Why is this possibly
significant? Because the odds of this “leaf shower” event
occurring naturally seem so incredibly small (much smaller than the
chance of you winning 100 million dollars in the lottery tomorrow),
there is an almost irresistible temptation to interpret it as a
possible sign from the Great Beyond, particularly given the fact that
it occurred within an hour after I learned of my sister's death.
It's not all that farfetched as it may seem. Imagine that there is
some spiritual world that somehow overlaps our physical world. It
might be possible for there to be a little energy interaction between
the two, of a type that might result in a wildly improbable falling
of leaves.

I know of one person who
saw a rainbow on the day of her mother's burial. She interpreted that
as a sure-fire sign from heaven. But seeing a rainbow on a particular
day is not terribly improbable. Given the number of rainbows I have
seen in my life, I roughly estimate that your chance of seeing a
rainbow on the day of a funeral or burial is about 1 in 5000. But
the probability reached through my calculation is vastly smaller.
Seeing a rare rainbow in the sky is chickenfeed compared to seeing
something as improbable as what I saw.

Humans are very bad at
comparing the probabilities of different events. I can imagine having
the following conversation:

**Me:**It was eerie. On the day my relative died on September 24

^{th}, I saw a shower of at least 100 leaves in a single minute, on a day with little wind.

**Jane:**Oh, that's

*nothing*. On the day of my mother's burial, I saw a rainbow.

But Jane's comment is
wildly off base. The probability of the first event is perhaps
billions of times smaller than the second event. So a more
appropriate conversation to have is one like the one below.

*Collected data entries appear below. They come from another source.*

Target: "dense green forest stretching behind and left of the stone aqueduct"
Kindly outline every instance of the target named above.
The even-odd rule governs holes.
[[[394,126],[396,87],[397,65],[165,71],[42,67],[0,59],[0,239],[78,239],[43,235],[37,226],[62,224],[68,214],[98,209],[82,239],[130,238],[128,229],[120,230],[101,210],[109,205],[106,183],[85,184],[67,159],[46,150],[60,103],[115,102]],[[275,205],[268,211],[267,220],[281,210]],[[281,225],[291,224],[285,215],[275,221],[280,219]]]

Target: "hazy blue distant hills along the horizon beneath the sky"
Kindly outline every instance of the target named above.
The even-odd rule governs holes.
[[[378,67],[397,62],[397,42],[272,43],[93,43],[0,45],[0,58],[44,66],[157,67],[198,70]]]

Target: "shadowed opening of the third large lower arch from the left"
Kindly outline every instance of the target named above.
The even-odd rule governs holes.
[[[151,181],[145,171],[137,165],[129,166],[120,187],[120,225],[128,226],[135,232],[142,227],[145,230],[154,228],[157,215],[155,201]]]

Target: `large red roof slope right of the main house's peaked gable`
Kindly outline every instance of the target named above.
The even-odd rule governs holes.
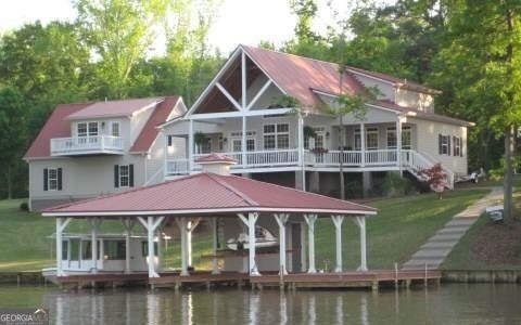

**Jane:**It was eerie. On the day of my mother's burial, I saw a rainbow.

**Me:**Oh, that's

*nothing.*On the day my sister died on September 24

^{th}, I saw a shower of at least 100 leaves in a single minute, on a day with little wind.

Some spiritual people say
there is no such thing as a coincidence. I don't agree. I think there
are plenty of “100 to 1 shot” coincidences and “1000 to 1 shot”
coincidences that happen all the time, along with rare “100,000 to
1 shot” coincidences you might see a few times in a lifetime. But
when you start considering a coincidence with a probability of much less than 1 in a trillion, that is when it
becomes very, very hard to believe that mere coincidence is involved.